I said it yesterday and I’ll say it again (as much for myself as for you) — excluding Joe Biden’s June performance, presidential debates have not historically made a difference the past 30 years. It sounds crazy. It sounds impossible. And yet it’s apparently true. Again, I’m talking this out for me as much as for you.
Now, there are caveats and hypotheticals, one foremost among them. We’re currently only getting one debate between Harris and Trump. Most election seasons have several, giving candidates a chance to correct any glaring mistakes. Would Mondale have become president if Reagan hadn’t bounced back in their second debate? Would Romney have become president if the nation had only seen Obama “the professor” (as Obama’s aides called him in despair) in their first debate? Impossible to say, but it’s possible to believe.

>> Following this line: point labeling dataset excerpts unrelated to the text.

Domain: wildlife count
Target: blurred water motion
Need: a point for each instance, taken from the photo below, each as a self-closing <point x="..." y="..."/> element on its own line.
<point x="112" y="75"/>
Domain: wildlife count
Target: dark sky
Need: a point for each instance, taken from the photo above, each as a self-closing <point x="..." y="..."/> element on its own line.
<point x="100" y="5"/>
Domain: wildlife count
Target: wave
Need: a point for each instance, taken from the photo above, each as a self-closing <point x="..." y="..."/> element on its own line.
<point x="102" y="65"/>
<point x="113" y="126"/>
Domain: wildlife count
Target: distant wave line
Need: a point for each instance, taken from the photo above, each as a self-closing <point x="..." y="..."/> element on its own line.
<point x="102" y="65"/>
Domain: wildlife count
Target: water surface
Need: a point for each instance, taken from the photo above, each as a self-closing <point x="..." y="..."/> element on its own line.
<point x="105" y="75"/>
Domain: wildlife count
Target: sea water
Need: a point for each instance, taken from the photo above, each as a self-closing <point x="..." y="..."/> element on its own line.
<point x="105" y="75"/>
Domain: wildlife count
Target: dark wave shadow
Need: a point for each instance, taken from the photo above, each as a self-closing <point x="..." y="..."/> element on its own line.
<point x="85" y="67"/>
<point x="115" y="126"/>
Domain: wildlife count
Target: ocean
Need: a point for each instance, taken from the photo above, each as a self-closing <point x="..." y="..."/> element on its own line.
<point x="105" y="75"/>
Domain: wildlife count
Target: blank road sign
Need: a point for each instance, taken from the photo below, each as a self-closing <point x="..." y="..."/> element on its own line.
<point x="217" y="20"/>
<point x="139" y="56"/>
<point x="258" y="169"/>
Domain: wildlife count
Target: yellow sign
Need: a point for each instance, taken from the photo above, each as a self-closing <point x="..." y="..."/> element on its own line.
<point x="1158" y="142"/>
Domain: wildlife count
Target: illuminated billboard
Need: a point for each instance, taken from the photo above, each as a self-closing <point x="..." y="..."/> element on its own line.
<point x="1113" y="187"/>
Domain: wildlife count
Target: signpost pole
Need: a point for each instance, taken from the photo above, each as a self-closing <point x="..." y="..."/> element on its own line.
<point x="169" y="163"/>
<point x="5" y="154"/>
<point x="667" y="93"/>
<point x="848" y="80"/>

Given that, it seems possible this single debate will matter. It will provide the candidates the largest audience either of them will have between now and Election Day, and it gives them the best chance to answer voters’ most pressing questions. For Trump, that pressing question is, “Can he stay on message?” His record is mixed. How can he prove he has the focus and discernment to handle the job again? For Harris, the question is, “Can she bolster her message?” Her past positions are a bit all over the place. How can she substantively assure voters her current stances are her true beliefs?
I have a suspicion one of these questions is tougher to answer than the other. I’ll see if I’m wrong tonight. And I’ll see again if it ever mattered at all come November.